Ranjeet Virali-Murugesan
- Country (sports): India
- Residence: Chennai, India
- Born: 30 September 1985 (age 39) Coimbatore, India
- Plays: Right-handed (two-handed backhand)
- Prize money: $78,967

Singles
- Career record: 0–2 (at ATP Tour level, Grand Slam level, and in Davis Cup)
- Career titles: 1 ITF
- Highest ranking: No. 417 (24 May 2010)
- Current ranking: No. 1044 (2 July 2018)

Doubles
- Career record: 0–0 (at ATP Tour level, Grand Slam level, and in Davis Cup)
- Career titles: 18 ITF
- Highest ranking: No. 268 (11 August 2014)
- Current ranking: No. 1603 (2 July 2018)

Team competitions
- Davis Cup: 0–2

= Ranjeet Virali-Murugesan =

Indian tennis player

Ranjeet Virali-Murugesan (born 30 September 1985) is an Indian tennis player.

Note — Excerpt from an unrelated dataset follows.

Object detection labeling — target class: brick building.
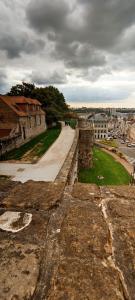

Virali-Murugesan has a career high ATP singles ranking of 417 achieved on 24 May 2010 and a career high ATP doubles ranking of 268, achieved on 11 August 2014. Virali-Murugesan has won one ITF singles title and eighteen ITF doubles titles.

Virali-Murugesan has represented India at the Davis Cup, where he has a win–loss record of 0–2.